La chaya de otros tiempos en la siesta sanjuanina

Tomamos el viejo balde de zinc, lo colmamos de agua y dentro de él un tarrito que había contenido durazno al natural. Había que conseguir una bicicleta. Podía ser la del "Negro” Cano, la vieja Bianchi con frenos de hierro y generoso portabultos que en una de esas nos prestaba. Difícil empresa ésta, que siempre culminaba con una salida a pie por el barrio y otros arrabales aledaños. Algunas veces nos trepamos a la caja de un camioncito de algún pariente de un amigo, que aparecía por ahí como caído del cielo, al que cargábamos un tanque de agua y con él recorríamos los barrios.

Las batallas más grandes se daban en la calle Cereceto, mientras uno se acercaba al sitio crucial: la famosa esquina Colorada. Pasar por ahí era aceptar las rudas reglas de juego consistentes en recibir diez baldazos al menos, se tratara de mujer u hombre.

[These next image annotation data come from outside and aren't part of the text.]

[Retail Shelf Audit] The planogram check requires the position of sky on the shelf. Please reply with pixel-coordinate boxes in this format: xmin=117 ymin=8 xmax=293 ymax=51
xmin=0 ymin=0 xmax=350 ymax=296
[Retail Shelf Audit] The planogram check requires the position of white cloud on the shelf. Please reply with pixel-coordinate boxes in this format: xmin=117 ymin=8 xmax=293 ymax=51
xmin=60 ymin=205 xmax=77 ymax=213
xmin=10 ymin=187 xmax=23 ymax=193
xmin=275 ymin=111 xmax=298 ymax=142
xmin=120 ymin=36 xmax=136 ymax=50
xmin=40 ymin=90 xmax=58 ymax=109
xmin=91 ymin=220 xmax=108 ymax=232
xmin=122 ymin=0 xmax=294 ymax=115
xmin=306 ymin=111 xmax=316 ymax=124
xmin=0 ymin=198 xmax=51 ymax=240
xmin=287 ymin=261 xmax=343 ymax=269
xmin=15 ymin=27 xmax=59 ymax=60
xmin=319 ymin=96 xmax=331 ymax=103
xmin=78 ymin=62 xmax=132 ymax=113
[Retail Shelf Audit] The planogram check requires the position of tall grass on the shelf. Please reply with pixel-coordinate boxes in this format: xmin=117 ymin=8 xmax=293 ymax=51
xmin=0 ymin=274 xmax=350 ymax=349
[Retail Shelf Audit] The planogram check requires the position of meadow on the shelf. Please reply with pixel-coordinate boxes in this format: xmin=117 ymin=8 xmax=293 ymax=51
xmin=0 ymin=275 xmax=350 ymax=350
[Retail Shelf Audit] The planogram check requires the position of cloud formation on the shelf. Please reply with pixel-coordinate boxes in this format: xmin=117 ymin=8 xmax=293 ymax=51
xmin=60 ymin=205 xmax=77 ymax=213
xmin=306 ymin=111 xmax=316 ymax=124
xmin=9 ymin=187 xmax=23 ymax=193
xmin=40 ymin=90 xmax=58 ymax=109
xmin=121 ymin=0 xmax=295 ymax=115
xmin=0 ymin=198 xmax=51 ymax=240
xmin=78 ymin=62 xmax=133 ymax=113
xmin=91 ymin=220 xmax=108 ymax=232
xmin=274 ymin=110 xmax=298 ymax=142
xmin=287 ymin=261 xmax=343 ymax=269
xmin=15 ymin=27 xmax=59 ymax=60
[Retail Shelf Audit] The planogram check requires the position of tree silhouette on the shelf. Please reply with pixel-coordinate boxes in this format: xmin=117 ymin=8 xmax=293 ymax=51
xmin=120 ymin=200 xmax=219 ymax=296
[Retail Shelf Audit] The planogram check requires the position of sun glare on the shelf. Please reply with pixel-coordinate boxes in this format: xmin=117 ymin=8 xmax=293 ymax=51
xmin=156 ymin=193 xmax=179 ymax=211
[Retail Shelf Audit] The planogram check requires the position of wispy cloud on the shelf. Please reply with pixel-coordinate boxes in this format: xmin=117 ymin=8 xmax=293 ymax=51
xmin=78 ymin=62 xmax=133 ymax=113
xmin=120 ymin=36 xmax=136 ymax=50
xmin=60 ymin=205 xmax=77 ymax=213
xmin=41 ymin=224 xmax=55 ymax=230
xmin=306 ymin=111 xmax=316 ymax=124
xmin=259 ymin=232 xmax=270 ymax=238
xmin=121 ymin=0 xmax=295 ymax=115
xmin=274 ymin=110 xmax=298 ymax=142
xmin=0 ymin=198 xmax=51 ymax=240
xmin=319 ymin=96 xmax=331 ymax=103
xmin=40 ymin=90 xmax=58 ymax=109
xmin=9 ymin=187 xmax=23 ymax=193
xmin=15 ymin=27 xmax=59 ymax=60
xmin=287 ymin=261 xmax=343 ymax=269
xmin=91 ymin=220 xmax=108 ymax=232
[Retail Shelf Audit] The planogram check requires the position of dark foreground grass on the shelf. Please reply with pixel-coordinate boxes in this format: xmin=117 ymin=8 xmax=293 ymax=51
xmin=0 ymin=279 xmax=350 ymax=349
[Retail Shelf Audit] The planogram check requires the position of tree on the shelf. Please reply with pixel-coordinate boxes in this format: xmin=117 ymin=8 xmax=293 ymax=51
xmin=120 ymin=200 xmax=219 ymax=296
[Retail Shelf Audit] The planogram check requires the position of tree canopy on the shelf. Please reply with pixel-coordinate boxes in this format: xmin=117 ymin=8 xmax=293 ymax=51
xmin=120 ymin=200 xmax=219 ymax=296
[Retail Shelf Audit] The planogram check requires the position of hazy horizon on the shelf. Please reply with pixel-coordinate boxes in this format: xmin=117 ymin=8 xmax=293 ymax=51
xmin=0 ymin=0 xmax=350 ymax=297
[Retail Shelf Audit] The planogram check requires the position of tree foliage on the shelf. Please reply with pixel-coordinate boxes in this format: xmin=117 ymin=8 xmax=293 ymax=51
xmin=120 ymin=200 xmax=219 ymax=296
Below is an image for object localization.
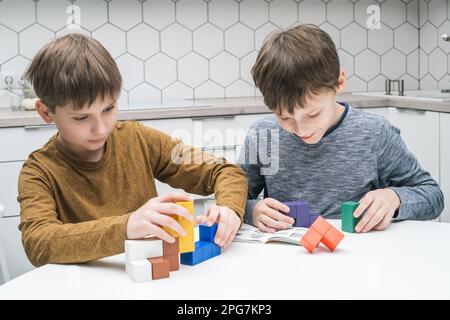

Cargar el tanquecito sólo con agua era un desperdicio. Por eso nos avocábamos al sublime rito de llenar bombitas, con las cuales construíamos temibles proyectiles que realmente dolían si venía desde lejos. Y le tirábamos a cualquiera, salvo que fuera un anciano; no se salvaban damas bien vestidas, nenes ni señores de traje. El carnaval en San Juan desataba el indio por unos días y establecía sus reglas de juego lícitas, aunque muchos las repudiaran. Y a la noche, descolgarse de las casas hasta el Centro a emocionarse con el mejor carnaval del país. El corso estallaba en los dominios aledaños a la Plaza Veinticinco. Entre rendijas de gente ya mojada y papel picado pisoteado, podemos ubicarnos en tablones de madera de una tribuna emplazada en la vereda donde estaba el supermercado "Dilbas”. A lo lejos, como señales de humo que se nos vienen en tropel hasta el alma, retumban tamboriles y platillos caseros de noble lata, que anuncian que el corso se puso en marcha desde el Norte. Un policía orgulloso camina presuroso por el medio de la calle, y de tanto en tanto hace sonar su silbato. Ya dobla una comparsa. ¿La de "El clavelito” o la de Villa del Carril? Poco importa hoy cuando todo eso nos falta. Delante del orgulloso grupo de seres humanos simples de todas las edades, ataviados de luces, viene Tarzán junto al gorila que se esmera en asustarnos y en el otro costado de la calle Cantinflas con los pantalones debajo de la cintura. Prolija, numerosa, con un enorme estandarte negro calado de luces, por sobre el autito que porta la batería que ilumina al grupo, otra comparsa con muchos señores mayores con guitarras y quenas de caña y una escandalosa murga donde en una camilla se opera a un pobre tipo y se festeja cuando cae al piso, donde la albahaca fragante es alfombra humilde mezclada con papel picado y tapitas de Bidú, Nora o cerveza San Juan.

Desde la chaya popular, festival de los pobres y los simples, hasta la gala del corso triunfal y majestuoso donde somos todos iguales, San Juan llora ausencias y sigue buscando un perfil rotundo que lo distinga ante el país.